Ostatecznie duży przeprojektowanie Snoke'a nastąpiło w postprodukcji, więc wszystkie różne projekty, które zostały zaimplementowane na potrzeby sesji, zostały zastąpione. Nic się nie zgadzało, więc stworzono całkowicie CG Snoke, chociaż nadal opierał się na występie Andy'ego Serkisa.
„Wiele z tych rzeczy często się dzieje, gdy widzisz występ aktora, kiedy widzisz występ Andy'ego i słyszysz głos Andy'ego, zamykasz oczy i coś sobie wyobrażasz.” Neal Scanlan, stworzenie powiedział kierownik ds. kreatywnych efektów droidów. „Nie zawsze będzie tak, że decyzje, które podjąłeś z dziewięciomiesięcznym lub ośmiomiesięcznym wyprzedzeniem, zawsze będą słuszne… To radość z robienia filmów”.
Uczynienie Snoke mniej podatnym na ataki
W późniejszych decyzjach zdecydowano, że Snoke po prostu nie czuje się tak władczy ani tak potężny, jak powinien być… Tak więc konieczne były zmiany fizyczne.

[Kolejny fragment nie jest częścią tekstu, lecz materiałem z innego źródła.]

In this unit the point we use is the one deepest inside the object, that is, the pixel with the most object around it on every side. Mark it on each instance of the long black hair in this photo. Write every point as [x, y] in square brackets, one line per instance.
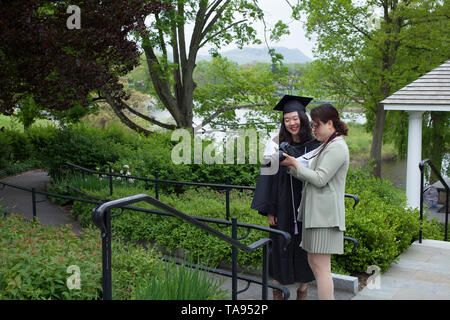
[326, 112]
[304, 133]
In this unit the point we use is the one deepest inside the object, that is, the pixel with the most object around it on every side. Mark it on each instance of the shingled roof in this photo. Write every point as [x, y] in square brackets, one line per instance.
[431, 92]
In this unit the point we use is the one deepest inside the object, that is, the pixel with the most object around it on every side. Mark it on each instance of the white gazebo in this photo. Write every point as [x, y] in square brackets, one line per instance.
[430, 92]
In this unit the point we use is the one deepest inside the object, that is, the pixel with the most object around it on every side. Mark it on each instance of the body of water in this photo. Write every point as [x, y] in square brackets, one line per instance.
[395, 171]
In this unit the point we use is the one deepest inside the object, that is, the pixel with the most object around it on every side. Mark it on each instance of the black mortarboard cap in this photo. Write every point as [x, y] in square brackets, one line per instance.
[292, 103]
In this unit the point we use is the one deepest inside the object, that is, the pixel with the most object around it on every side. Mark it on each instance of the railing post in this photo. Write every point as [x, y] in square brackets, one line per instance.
[446, 217]
[421, 202]
[106, 258]
[156, 185]
[227, 197]
[33, 199]
[110, 181]
[234, 260]
[265, 272]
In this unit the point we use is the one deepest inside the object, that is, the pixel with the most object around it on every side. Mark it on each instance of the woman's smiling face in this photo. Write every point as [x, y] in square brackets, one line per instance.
[292, 122]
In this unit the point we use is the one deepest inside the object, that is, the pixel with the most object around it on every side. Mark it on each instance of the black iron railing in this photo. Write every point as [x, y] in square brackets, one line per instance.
[106, 240]
[102, 219]
[422, 179]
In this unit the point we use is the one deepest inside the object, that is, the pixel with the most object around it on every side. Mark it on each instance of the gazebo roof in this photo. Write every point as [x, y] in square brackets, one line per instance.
[431, 92]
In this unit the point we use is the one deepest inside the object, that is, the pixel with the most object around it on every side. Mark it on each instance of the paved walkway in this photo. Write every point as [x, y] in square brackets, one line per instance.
[19, 201]
[423, 271]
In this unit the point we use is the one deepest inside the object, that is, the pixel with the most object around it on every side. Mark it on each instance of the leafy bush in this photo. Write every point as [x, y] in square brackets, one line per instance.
[382, 223]
[180, 283]
[34, 260]
[172, 233]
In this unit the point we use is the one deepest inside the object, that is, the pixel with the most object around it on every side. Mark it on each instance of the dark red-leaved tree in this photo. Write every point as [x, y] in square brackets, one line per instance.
[61, 67]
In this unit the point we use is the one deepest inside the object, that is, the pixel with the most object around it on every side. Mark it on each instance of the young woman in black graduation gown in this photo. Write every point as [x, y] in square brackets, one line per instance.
[278, 197]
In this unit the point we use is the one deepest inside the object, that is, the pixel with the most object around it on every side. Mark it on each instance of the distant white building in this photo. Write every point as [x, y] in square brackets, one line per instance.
[430, 92]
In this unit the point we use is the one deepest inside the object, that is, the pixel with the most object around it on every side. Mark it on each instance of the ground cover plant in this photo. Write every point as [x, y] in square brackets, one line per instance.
[38, 262]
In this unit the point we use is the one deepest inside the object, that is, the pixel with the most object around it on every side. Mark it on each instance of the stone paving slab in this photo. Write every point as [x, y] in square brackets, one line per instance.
[422, 273]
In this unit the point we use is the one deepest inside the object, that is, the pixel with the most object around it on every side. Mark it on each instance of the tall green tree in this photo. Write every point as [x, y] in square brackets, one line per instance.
[47, 65]
[171, 51]
[370, 49]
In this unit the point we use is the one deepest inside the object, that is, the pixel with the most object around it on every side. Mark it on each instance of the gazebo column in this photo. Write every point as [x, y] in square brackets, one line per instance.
[413, 158]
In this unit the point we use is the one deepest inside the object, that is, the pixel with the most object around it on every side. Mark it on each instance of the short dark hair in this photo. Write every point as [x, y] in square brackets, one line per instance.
[304, 133]
[326, 112]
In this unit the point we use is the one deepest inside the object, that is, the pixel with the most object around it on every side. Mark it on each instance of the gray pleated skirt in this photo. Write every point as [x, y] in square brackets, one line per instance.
[322, 240]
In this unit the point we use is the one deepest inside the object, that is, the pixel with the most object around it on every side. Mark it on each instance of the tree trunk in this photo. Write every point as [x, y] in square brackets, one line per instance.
[377, 139]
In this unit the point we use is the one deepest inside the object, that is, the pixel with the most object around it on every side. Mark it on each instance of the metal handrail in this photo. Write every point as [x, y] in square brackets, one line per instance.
[234, 224]
[102, 218]
[422, 178]
[227, 188]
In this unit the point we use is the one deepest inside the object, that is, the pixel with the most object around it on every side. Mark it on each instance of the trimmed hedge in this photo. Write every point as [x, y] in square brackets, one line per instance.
[382, 223]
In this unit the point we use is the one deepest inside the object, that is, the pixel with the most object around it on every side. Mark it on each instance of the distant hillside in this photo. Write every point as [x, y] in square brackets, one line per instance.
[248, 55]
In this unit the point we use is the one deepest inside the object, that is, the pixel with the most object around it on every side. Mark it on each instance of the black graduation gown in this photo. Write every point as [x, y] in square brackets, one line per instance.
[273, 194]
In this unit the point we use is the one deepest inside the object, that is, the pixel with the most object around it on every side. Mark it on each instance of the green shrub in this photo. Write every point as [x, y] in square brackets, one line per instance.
[382, 223]
[180, 283]
[34, 260]
[171, 233]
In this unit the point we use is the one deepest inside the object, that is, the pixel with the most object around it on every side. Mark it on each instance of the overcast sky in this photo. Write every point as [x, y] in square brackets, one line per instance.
[275, 10]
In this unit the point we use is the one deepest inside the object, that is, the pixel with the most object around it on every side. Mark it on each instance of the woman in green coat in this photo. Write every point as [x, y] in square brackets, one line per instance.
[322, 208]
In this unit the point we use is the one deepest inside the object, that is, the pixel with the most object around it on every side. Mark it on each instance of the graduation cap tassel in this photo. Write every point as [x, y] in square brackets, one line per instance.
[293, 208]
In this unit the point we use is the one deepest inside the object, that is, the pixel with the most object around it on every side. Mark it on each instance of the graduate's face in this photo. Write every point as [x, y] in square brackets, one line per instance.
[292, 122]
[321, 130]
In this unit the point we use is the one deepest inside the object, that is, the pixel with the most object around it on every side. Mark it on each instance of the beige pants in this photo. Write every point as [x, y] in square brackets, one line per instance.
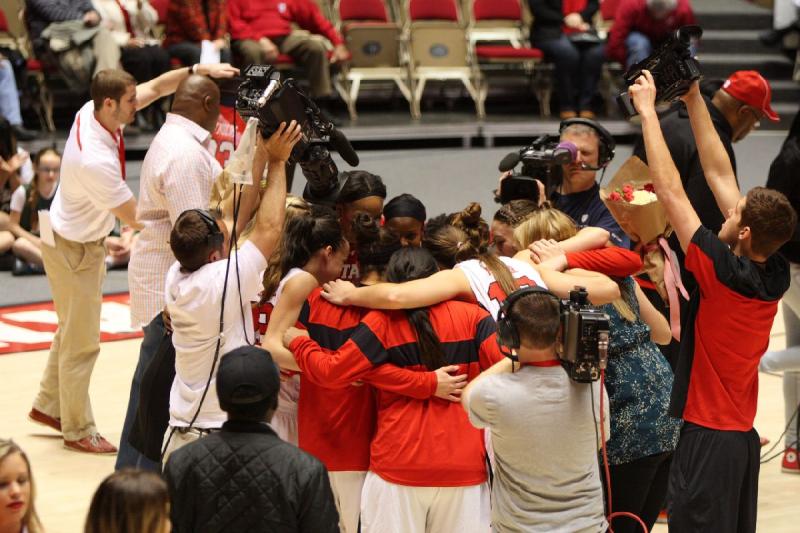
[306, 49]
[75, 272]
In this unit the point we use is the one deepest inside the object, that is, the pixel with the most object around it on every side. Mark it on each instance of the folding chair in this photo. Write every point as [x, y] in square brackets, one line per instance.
[377, 49]
[440, 49]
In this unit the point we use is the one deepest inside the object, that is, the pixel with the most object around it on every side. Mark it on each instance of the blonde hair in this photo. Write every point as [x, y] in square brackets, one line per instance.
[550, 223]
[31, 519]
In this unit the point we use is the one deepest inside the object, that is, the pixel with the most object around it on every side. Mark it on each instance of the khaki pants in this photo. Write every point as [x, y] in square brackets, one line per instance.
[75, 272]
[306, 49]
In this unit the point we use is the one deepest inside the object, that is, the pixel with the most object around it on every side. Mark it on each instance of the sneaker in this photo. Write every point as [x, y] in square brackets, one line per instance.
[92, 444]
[790, 464]
[46, 420]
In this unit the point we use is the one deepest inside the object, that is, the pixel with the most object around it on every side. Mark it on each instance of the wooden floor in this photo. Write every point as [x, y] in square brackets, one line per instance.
[66, 480]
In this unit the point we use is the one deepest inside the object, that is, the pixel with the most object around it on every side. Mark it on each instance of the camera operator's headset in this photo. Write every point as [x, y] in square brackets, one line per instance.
[607, 142]
[507, 331]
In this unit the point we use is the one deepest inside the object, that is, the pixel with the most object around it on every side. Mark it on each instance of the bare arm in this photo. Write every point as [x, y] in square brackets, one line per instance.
[666, 180]
[442, 286]
[713, 157]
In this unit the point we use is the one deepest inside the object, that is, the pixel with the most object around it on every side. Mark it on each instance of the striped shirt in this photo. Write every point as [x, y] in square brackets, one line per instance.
[177, 174]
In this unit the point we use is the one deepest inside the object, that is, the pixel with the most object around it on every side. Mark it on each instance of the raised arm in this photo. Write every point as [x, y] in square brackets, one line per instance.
[666, 180]
[714, 158]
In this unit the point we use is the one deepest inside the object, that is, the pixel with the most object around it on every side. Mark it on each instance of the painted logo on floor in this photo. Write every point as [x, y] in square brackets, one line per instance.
[26, 328]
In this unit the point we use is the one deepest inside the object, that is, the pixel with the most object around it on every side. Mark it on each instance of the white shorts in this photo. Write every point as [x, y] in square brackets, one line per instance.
[390, 508]
[346, 488]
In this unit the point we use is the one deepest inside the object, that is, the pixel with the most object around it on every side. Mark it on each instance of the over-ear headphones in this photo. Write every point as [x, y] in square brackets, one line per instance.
[607, 142]
[215, 237]
[507, 332]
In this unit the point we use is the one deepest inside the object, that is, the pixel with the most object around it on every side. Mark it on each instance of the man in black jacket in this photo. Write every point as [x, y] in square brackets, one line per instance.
[244, 477]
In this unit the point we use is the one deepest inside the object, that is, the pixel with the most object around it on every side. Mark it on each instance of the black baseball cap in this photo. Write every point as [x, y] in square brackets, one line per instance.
[246, 376]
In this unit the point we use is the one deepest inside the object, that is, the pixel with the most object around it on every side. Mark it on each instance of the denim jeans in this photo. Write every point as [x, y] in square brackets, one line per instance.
[128, 456]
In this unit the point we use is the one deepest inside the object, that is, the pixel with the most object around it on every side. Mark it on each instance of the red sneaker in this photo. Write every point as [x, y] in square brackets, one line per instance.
[91, 444]
[790, 465]
[46, 420]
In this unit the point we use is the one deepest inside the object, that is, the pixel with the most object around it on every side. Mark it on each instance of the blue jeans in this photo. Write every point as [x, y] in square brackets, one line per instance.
[639, 47]
[128, 456]
[9, 96]
[577, 70]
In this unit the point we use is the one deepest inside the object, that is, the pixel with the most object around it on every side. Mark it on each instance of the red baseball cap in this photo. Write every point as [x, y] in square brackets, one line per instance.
[750, 88]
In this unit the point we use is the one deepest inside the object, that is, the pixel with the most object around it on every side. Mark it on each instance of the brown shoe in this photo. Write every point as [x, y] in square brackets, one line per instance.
[91, 444]
[46, 420]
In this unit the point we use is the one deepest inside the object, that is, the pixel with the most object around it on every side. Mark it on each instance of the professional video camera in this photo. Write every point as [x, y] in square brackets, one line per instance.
[584, 341]
[271, 100]
[672, 66]
[538, 161]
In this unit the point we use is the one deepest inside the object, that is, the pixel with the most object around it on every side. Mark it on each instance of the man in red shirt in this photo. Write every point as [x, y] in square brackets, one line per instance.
[641, 25]
[740, 280]
[262, 30]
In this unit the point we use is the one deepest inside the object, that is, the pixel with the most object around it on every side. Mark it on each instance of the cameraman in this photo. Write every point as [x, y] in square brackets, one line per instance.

„Występ Andy'ego był [potężny]”, twierdził Neal. „Jestem pewien, że był to jeden z motywujących powodów, aby powiedzieć: „Dlaczego nie wprowadzimy tutaj po prostu kilku drobnych zmian?” dwoje naprawdę się poślubiają. Myślę, że może [pierwotny projekt Snoke'a był] trochę wrażliwy, a może trochę słaby, zarówno pod względem wyglądu twarzy, jak i może nawet animacji. Kiedy zobaczysz Andy'ego chodzącego i zobaczysz, że Andy się trzyma, rzeczywisty szkielet lub anatomiczny makijaż Snoke'a mógł być z tym nieco niespokojny. Tak więc cyfrowo możesz to nieco poprawić i przesunąć rzeczy. Myślę, że możesz ujść na sucho z wieloma rzeczami w obrębie cięcia lub pod kątem kamery, ale są pewne sekcje, na które patrzysz i idziesz: „Nie, jesteśmy tutaj zbyt wrażliwi. Musimy wprowadzić te zmiany.’"
Reżyser Rian Johnson uważał, że te zmiany są kluczowe dla strukturalnej roli, jaką Snoke odegrał w swoim dramacie. Musiał kazać Kylo usunąć wielkie zło, aby udowodnić swoją rolę jako arcyłotra… I powiedział, że „wielki zły” musi być trochę większy i trochę gorszy.